UI conventions let you add icons to the title bar of your windows. The Window in Telerik UI for Blazor will let you add any combination of the default icons (minimize, restore, and close) and also let you add your own icons. You can even bend the default icons to your own ends.

In an earlier post, I showed how a TreeView can provide a UI that allows the user to find their way to the information they want. Once the user found their info, I used a set of Telerik Windows to display the requested information. The content of a Telerik Window can, of course, consist of any combination of buttons and form controls that trigger events. However, as I’ll show in this post, you can use the window itself to deliver functionality to the user. The only limitations here are the ones you apply to yourself: the UI conventions you want to support.

Built-in Actions

By default, a Telerik Window doesn’t display any of the three default icons. It’s easy to add them, though: All you need is the WindowActions element enclosing three WindowAction elements, each with their Name attribute set to one of the default icons:

<TelerikWindow>
    <WindowActions>               
        <WindowAction Name="minimize" />
        <WindowAction Name="restore" />
        <WindowAction Name="close" />
    </WindowActions>

These icons will, without any additional work, do the right thing when the user clicks on them. But, for example, if you’re going to allow the user to make changes to the data and save it then, when the user closes the window, you should ask the user if they want to save their changes. In a perfect world, you’d need to know two things: Has the user made a change to the form, and is the data free from errors. You can handle both of those things by using Blazor’s EditForm component. I’m going to assume that you’ve done all that and are down to give the user a chance to save their information when they click the window’s close button.

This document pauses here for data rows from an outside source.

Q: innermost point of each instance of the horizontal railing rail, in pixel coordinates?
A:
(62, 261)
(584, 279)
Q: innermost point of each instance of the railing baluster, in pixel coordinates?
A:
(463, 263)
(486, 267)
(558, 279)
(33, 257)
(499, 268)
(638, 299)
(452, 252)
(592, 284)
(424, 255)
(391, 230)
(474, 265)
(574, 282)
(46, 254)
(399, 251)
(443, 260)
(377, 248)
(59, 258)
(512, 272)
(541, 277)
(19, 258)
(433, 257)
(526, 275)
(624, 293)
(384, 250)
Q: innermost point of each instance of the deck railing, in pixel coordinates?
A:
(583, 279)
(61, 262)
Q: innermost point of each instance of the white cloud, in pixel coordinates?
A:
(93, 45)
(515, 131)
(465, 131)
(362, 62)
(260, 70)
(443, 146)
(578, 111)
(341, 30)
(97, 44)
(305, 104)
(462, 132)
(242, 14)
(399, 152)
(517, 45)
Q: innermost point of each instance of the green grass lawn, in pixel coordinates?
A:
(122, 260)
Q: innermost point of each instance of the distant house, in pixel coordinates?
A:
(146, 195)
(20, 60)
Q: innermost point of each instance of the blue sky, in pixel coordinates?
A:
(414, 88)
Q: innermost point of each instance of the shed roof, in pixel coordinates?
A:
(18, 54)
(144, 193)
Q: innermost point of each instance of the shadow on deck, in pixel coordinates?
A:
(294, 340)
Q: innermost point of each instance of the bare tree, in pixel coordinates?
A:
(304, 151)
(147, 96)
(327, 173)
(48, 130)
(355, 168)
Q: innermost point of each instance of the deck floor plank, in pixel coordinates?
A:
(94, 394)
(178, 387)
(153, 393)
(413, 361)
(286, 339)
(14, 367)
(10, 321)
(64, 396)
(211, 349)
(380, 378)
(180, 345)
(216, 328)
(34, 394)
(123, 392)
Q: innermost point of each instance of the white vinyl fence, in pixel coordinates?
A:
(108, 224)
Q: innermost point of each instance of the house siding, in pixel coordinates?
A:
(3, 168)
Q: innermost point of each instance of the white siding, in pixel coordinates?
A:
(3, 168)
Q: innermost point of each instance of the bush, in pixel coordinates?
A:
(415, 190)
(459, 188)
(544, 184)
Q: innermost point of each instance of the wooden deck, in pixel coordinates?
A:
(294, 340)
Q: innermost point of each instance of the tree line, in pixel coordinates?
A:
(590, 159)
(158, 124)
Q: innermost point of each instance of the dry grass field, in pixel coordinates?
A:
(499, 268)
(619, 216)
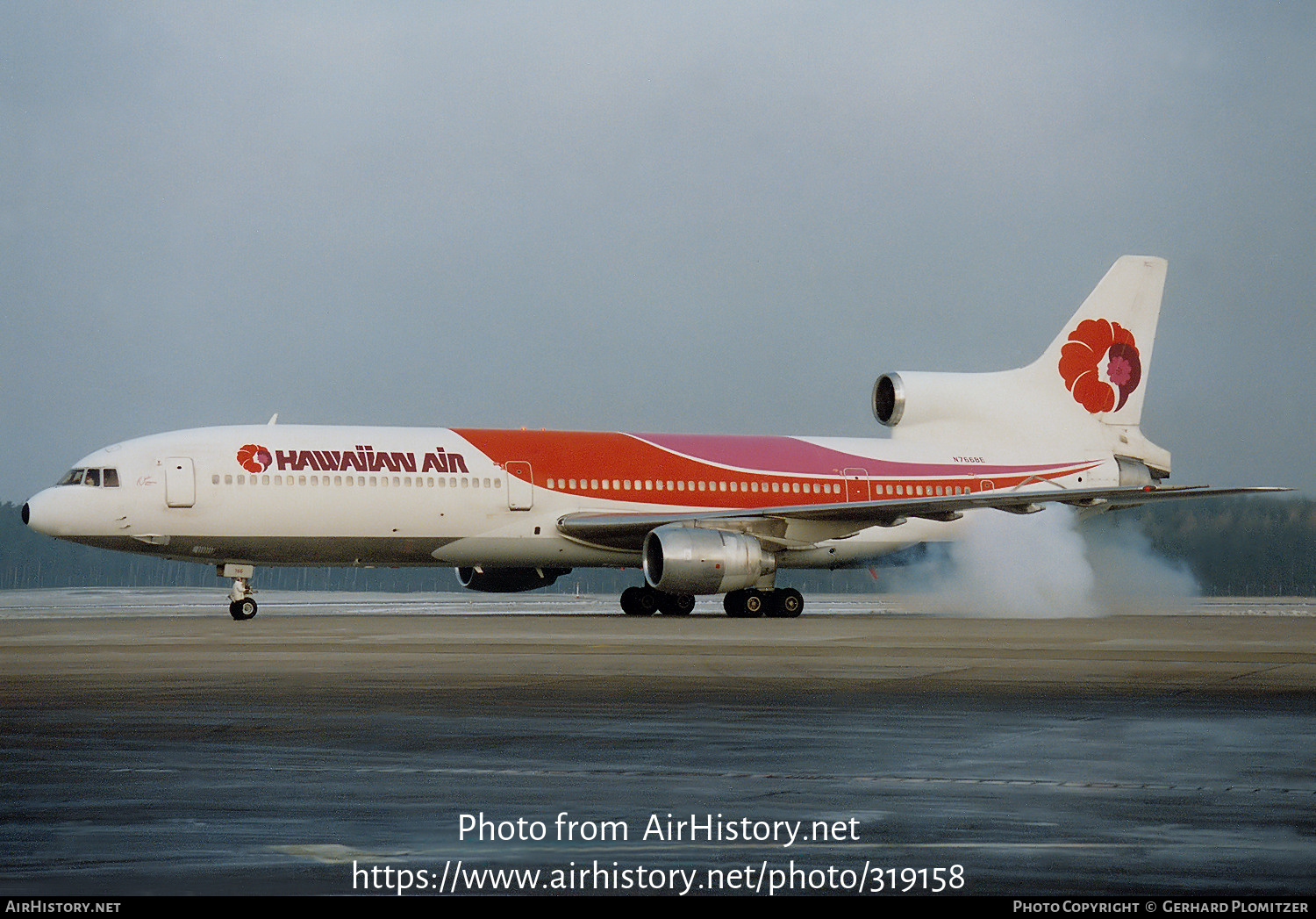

The first step in adding a “check for save” functionality is to add icons you want to the window. This example adds just the single close icon:

<TelerikWindow Visible="@visibleCustomer">
    <WindowActions>               
        <WindowAction Name="Close" />
    </WindowActions>

If I want to make the icon appear and disappear, I can use a Boolean field in conjunction with the element’s Hidden attribute. This code would let me, by setting the value of visibleClose, cause my Close icon to appear when the user starts making changes:

<WindowActions>               
   <WindowAction Name="close" Hidden="@hiddenClose" />
</WindowActions>
@code {
       private bool hiddenClose = true;

To give the user the ability to decide whether to save their changes when they close that icon, I need to assign a method to the WindowAction’s OnClick event. This example assigns the method StartCheckSave to the close icon’s click event:

<WindowAction Name="close" Hidden="@hiddenClose" OnClick="StartCheckSave"/>

Be warned: As soon as you add a custom click event, it becomes your responsibility to close the window. To handle that, I’ll (eventually) need to set to false the visibleCustomer field that’s tied to the window’s Visible attribute.

Querying the User

Of course, now I want to ask the user if they want to save their changes. I’ll ask that question by displaying another window. However, I’ll center this window on the page and make it modal. Telerik Windows center themselves by default, so all I need is this markup, along with the Visible attribute set to yet another a Boolean field:

<TelerikWindow Modal="true" Visible="@visibleQuerySave">
    <WindowContent>
        <input type="button" @onclick="() => EndCheckSave(false)" value="Exit Without Saving" />
        <input type="button" @onclick="() => EndCheckSave(true)" value="Save Your Changes" />
    </WindowContent>
</TelerikWindow>

I’ll then set up the visibleQuerySave field to make this window appear when the user clicks the close button (after checking two other fields that tell me whether the user has made changes and that there are no errors):

@code {
    private bool visibleQuerySave;

    private void StartCheckSave()
    {
        if (!dirty || inError)
        {
             return;
        }
        visibleQuerySave = true;
    }

Both of the buttons in my modal window call a method I’ve named EndCheckSave: One button calls the method passing false and the other calls the method passing true. In my EndCheckSave method, I’ll first remove my modal window from the screen by setting to false the field tied to its Visible attribute. I’ll then check the true/false parameter passed to the method and, based on its value, decide whether to save the user’s data. And (finally) I’ll make the original window disappear by setting the field attached to that window’s Visible property.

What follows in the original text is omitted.